Received 2022 June 22; Revised 2022 August 17; Accepted 2022 August 24.

Abstract

Objective

Immune system dysregulation is hypothesised to be central to the aetiopathogenesis of schizophrenia; however, the role of sterile inflammation remains unclear. Damage associated molecular patterns are key initiators of sterile inflammation and are detectable in peripheral blood.

Methods

A defined systematic search of the Web of Science, PubMed, and Scopus was performed to identify adult case-control studies published between January 1990 and June 2022. Three studies consisting of 242 cases and 83 controls met inclusion for the systematic review and meta-analysis of HMGB1 while twenty-eight studies consisting of 1,544 cases and 1,248 healthy controls were included for S100B.

Results

A significant standardised mean difference in peripheral S100B and HMGB1 concentrations was detected between cases and controls. S100B subgroup analysis determined the largest significant effect size for unmedicated individuals diagnosed with schizophrenia.

Conclusion

This study provides evidence that peripheral S100B and HMGB1 concentrations are elevated in individuals diagnosed with schizophrenia when compared with healthy controls. These results should be interpreted with caution as significant heterogeneity was present during meta-analysis of S100B in the entire sample and in sub-group analysis. The persistence of significant heterogeneity throughout subgroup analysis indicates that the current diagnostic groupings may be a barrier to understanding human behaviours and emotions.

INTRODUCTION

Schizophrenia is defined as a complex neuropsychiatric disorder affecting approximately 1% of the global population [1]. The disorder includes delusions, hallucinations, and disorganised speech as positive symptoms, while flattened affect, anhedonia, alogia, avolition, and deficits in social functioning are collectively termed negative symptoms [2,3]. Immune system alterations are intricately interlinked with neurodevelopmental [4,5], neurodegenerative [6,7], genetic [8,9], and biopsychosocial models [10,11] of schizophrenia. Multiple metaanalyses have uncovered increases in pro-inflammatory gene transcripts and protein levels including tumour necrosis factor α, interleukin 1β (IL-1β), IL-6 and C-reactive protein in the peripheral blood and post-mortem brain samples of individuals diagnosed with schizophrenia compared to healthy controls [7,12]. Maternal inflammation prior to birth [13], or a history of autoimmune disorder14 are associated with increased risk of developing schizophrenia. Inflammation can also occur in the absence of infection. Sterile inflammation is initiated when damaged or dying cells release endogenous molecules termed damage associated molecular patterns (DAMPs), that ligate with DAMP sensing receptors and activate the innate immune response [15,16]. High mobility group box 1 (HMGB1) and S100 calcium binding protein B (S100B) are well characterised DAMPs that serve diagnostic and prognostic functions in other disorders including cancer17 and traumatic brain injury [18].

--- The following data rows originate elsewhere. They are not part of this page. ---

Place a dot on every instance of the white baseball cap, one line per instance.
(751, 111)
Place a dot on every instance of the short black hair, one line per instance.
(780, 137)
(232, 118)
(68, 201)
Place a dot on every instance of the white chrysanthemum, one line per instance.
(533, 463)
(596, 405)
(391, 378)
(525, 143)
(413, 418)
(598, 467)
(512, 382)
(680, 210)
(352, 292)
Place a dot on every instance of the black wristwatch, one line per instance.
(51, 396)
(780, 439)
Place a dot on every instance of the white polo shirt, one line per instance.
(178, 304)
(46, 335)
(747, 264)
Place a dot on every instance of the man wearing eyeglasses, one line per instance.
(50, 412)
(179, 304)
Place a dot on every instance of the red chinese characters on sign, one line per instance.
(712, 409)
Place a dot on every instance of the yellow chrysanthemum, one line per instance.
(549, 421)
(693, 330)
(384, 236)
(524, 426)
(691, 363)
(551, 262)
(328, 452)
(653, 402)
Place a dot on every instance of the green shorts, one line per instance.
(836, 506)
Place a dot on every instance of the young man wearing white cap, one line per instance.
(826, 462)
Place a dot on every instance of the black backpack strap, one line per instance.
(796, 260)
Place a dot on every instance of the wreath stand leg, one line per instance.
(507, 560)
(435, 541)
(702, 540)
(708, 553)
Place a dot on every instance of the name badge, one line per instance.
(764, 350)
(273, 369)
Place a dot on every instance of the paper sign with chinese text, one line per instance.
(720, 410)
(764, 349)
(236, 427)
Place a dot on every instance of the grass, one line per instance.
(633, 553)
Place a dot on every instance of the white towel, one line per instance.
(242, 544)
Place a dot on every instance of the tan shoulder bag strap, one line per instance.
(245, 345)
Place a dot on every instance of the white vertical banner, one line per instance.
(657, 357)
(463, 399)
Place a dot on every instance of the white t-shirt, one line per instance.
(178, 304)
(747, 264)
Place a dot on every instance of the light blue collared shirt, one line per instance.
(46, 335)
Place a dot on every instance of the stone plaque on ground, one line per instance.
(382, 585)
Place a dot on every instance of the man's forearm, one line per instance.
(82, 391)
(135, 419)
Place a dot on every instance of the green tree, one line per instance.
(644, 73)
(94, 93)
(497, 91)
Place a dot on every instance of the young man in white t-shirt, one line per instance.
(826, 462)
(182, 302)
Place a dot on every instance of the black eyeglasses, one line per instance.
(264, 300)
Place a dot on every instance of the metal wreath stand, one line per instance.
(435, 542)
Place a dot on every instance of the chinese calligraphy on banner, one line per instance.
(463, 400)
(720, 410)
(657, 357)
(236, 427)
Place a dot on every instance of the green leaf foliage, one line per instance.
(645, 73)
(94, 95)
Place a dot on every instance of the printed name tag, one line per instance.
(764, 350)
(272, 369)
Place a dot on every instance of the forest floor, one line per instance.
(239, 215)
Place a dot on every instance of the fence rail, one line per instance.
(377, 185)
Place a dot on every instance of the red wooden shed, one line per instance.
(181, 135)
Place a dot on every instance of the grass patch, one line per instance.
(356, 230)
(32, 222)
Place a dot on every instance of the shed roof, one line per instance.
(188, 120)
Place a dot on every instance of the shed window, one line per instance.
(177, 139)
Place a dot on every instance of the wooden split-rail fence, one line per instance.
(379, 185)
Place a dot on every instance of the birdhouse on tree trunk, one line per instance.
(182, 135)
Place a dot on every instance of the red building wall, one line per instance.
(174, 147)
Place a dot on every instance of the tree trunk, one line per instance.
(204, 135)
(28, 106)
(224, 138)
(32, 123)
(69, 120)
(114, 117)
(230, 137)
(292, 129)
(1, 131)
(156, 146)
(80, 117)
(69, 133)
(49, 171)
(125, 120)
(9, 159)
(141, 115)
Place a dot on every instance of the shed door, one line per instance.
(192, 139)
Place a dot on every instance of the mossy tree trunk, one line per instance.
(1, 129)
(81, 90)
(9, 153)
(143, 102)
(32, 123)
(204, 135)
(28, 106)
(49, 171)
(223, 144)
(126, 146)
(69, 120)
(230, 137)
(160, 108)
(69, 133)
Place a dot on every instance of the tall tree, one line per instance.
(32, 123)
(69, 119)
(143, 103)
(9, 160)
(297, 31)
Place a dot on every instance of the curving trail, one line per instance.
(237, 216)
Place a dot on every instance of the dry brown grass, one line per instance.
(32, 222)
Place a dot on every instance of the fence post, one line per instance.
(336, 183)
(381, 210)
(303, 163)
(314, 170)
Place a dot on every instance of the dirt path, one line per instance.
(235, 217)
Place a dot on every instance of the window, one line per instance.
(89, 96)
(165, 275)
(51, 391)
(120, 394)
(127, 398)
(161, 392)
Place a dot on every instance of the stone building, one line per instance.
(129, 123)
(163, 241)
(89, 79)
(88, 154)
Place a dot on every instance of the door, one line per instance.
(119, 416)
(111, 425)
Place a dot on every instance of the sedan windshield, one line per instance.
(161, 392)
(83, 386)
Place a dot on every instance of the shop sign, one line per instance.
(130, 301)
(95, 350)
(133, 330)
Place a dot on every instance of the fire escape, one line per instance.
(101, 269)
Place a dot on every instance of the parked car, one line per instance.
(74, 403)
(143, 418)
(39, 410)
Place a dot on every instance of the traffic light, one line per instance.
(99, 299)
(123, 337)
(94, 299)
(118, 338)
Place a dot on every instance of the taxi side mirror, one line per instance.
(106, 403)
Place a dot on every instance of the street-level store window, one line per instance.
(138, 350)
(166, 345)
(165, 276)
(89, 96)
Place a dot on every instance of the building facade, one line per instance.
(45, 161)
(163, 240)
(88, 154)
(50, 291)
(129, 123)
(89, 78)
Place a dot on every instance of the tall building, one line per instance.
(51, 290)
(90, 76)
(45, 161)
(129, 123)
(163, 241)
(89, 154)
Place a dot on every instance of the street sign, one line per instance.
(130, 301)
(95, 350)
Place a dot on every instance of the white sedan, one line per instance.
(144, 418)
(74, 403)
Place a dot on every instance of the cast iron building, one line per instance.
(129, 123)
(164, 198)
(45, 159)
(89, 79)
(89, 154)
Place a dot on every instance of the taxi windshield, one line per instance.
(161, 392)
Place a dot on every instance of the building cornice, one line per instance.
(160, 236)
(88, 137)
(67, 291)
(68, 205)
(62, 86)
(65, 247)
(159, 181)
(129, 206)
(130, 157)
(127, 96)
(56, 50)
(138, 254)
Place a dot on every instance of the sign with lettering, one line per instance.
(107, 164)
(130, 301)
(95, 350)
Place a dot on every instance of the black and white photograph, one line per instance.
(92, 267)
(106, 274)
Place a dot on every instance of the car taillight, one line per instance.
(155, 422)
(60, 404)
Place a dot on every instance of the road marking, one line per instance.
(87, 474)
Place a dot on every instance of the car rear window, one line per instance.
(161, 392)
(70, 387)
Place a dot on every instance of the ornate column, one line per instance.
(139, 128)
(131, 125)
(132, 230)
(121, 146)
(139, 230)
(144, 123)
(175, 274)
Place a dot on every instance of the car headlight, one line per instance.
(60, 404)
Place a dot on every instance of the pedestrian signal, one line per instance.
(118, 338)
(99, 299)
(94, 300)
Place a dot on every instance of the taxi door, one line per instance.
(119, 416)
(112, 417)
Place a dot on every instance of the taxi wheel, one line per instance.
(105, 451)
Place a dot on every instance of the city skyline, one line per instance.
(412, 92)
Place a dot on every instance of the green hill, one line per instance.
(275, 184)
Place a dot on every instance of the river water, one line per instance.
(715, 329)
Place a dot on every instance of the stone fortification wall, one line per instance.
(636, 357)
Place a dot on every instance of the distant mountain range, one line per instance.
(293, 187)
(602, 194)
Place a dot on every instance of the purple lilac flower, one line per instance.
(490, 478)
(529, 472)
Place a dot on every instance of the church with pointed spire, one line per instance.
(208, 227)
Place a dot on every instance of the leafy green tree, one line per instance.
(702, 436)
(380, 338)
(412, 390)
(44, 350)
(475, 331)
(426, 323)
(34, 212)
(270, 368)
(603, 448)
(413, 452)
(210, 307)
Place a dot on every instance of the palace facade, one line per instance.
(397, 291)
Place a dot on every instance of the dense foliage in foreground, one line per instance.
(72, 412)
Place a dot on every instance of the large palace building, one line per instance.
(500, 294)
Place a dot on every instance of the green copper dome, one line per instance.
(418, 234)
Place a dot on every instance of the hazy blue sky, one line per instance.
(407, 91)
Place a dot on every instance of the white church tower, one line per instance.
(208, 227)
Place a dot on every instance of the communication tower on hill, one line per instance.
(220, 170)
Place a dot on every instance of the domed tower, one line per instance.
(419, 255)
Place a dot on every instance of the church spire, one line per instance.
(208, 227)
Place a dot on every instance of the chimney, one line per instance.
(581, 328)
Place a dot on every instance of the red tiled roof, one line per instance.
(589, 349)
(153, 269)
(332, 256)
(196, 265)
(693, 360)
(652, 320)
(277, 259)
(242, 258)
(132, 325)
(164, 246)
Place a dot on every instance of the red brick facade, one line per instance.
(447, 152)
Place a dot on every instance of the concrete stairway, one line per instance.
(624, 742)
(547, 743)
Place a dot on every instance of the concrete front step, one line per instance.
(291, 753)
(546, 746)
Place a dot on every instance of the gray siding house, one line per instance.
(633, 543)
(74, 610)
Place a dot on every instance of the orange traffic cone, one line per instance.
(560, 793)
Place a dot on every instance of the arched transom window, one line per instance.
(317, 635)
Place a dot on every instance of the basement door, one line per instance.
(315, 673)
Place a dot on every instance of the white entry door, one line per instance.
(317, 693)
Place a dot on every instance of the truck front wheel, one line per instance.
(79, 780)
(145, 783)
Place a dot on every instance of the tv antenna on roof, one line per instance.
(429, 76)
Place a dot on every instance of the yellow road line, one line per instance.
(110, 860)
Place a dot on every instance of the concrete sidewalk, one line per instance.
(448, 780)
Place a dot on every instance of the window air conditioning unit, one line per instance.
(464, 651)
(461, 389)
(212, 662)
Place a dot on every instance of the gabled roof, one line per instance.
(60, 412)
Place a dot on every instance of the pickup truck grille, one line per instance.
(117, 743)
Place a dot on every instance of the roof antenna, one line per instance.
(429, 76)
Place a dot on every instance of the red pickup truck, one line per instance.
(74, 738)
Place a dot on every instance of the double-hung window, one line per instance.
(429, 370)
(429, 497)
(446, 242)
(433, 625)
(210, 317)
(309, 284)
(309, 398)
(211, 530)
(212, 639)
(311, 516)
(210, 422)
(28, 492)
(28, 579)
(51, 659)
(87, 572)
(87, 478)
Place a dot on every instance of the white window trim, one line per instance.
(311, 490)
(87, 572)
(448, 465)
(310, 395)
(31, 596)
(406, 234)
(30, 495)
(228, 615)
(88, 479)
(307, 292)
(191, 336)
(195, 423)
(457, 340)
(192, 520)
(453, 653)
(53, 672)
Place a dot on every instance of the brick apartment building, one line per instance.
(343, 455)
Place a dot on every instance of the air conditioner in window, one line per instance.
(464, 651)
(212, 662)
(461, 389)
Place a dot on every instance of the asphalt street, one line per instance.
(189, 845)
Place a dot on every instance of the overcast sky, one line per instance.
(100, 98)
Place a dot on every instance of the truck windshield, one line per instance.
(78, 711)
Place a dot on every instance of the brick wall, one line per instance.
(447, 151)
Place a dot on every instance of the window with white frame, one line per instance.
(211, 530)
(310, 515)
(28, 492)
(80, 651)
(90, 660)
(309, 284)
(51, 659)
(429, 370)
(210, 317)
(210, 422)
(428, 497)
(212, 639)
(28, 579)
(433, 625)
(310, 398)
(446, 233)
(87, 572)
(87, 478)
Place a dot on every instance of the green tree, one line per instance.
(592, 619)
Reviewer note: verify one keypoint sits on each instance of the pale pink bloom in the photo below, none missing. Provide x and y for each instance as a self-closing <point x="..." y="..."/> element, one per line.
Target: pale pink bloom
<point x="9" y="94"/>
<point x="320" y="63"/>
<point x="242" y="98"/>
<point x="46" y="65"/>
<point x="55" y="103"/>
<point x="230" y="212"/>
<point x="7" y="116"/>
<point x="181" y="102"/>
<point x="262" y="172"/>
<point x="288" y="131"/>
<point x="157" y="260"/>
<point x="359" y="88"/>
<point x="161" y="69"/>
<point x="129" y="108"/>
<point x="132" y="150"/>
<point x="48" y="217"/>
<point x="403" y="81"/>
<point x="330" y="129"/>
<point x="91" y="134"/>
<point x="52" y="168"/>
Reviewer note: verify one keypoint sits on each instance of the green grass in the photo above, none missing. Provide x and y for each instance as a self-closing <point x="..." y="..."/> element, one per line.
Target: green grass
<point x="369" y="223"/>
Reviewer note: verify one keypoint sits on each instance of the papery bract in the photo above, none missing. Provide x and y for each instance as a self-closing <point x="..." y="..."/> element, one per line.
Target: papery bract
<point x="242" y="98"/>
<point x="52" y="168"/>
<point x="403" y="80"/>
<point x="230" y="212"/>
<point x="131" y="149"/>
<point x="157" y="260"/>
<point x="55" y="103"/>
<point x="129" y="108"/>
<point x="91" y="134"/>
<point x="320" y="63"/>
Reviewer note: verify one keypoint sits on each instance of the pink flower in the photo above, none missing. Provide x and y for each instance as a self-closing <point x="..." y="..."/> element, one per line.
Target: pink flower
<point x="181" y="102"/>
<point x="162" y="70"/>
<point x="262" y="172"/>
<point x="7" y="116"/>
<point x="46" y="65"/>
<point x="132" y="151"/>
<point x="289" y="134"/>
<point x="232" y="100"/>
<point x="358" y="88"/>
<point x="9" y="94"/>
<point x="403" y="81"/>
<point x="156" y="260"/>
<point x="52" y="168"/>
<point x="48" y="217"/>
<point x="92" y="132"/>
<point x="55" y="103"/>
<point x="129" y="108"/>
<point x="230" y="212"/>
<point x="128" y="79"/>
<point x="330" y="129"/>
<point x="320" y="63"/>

S100B is a calcium binding protein localised in the cytosol of glial cells and astrocytes of the central nervous system [19], and both immune and non-immune cells of the peripheral nervous system [20]. S100B is important for a plethora of homeostatic activities including cell cycle progression and differentiation [21,22], calcium homeostasis [23], activation of calcium dependent enzymes [24], and microtubule assembly and disassembly of the cytoskeleton [25]. S100B is released by damaged or dying cells and interacts with the receptor for advanced glycation end products (RAGE) [26], conferring neuroprotective or neurotoxic effects on neurons in a concentration dependent manner [27]. HMGB1 is a chromatin binding protein and key epigenetic regulator that modulates the binding ability of regulatory elements such as nucleosomes and transcription factors for some genes associated with inflammation [28]. HMGB1 is expressed in all nucleated cells and remains within the nucleus under physiological conditions [29]. Damaged and dying cells release HMGB1 when the structural integrity of cells is diminished [30]. Extracellular HMGB1 interacts with a plethora of receptors including triggering receptor in myeloid cells 1, RAGE, toll-like receptor 2 (TLR2), and TLR4 to execute a number of functions pertaining to pro-inflammatory cytokine release [31]. cell survival and cell death mechanisms [32,33].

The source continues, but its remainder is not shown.